Brigid Schulte, director of the Better Life Lab, New America: We need to completely rethink the social contract between business leaders, workers, and the government. Clearly the post World War II-era contract of decades-long stable employment, with gold watches rewarded upon retirement, businesses willing to work with the government, and unions to set living wages is long gone. Now, unions, despite recent gains, have little power. The federal government hasn’t raised the minimum wage since 2009, even as the cost of living has soared, and businesses, really, hold most of the cards. Today, you can work full-time in America and qualify for public benefits, or have to sleep in your car because you can’t afford a place to live. Read Brian Goldstone’s brilliant new book, There is No Place for Us, if you don’t believe me.
The “contract” we have now reflects that power imbalance: employees overworking to prove their worth in increasingly unstable workplaces; employees staying in jobs they no longer want to do but can’t leave because they’d lose health care; and workers in the low-wage workforce constantly churning in and out of not-so-great jobs [that don’t provide living wages, predictable schedules, and the like].
We can do better than this.
Carly Roszkowski, vice president of financial resilience, AARP: The traditional contract of lifelong loyalty is giving way to a focus on purpose, flexibility, and mutual growth. Employees seek meaningful work, autonomy, and opportunities to learn. Employers must offer transparent communication, support for career development, and benefits that address diverse needs. Loyalty is now built on trust, shared values, and the organization’s commitment to employee well-being and growth.
How are leaders rethinking what makes a “good job” in an era defined by change?

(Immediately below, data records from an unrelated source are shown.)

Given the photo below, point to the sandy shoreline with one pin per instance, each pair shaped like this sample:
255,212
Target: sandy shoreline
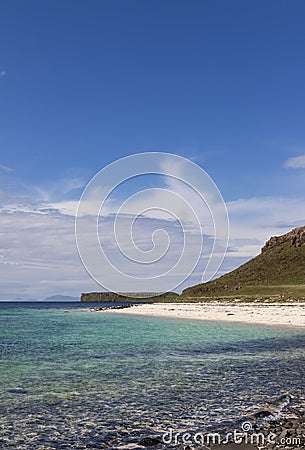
292,314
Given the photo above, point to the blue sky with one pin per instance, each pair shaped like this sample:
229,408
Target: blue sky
83,83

Susan Chapman Hughes, founder and managing partner, Acumentus: There’s an old saying that if you live long enough, you will see and go through some things. Simply put, change is constant. What was a “good job” is now changing. Jobs will continue to evolve and change. Business leaders have to be clear on the organization’s needs and ensure they have the right talent to meet those needs.
Leaders now have to build with a playbook that will manage people and AI agents to success. Today they are largely managed separately. The future means that agents will perform jobs that people used to do and people will need to adapt and change to incorporate and manage agents in their quest to deliver results.…Adapting tools and resources to meet this need is something leaders should be thinking about now and building into their plans over the next several years.
Brigid Schulte, director of the Better Life Lab, New America: Although this is an era of rapid change and uncertainty, a “good job” now and into the future has a few key components: They get the basics right, offering fair treatment, good pay and benefits that enable workers to pay bills, and stable schedules that give workers the flexibility they need to live life and attend to care responsibilities. They offer a promising future, creating the ability for workers to grow, build skills, and progress. They ensure workers have the ability to share ideas and feel heard and respected. And they focus on performance and output rather than long hours or face time, while making worker well-being a metric they track.
Edna Kane-Williams, executive vice president and chief diversity officer, AARP: A “good job” today means more than pay and stability—it’s about meaning, flexibility, and opportunities for growth. AARP research shows that older workers prioritize meaningful work, work-life balance, and autonomy. Leaders are redefining jobs to include flexible arrangements, continuous learning, and supportive cultures that value every generation’s contribution. This approach ensures work remains fulfilling and productive for all.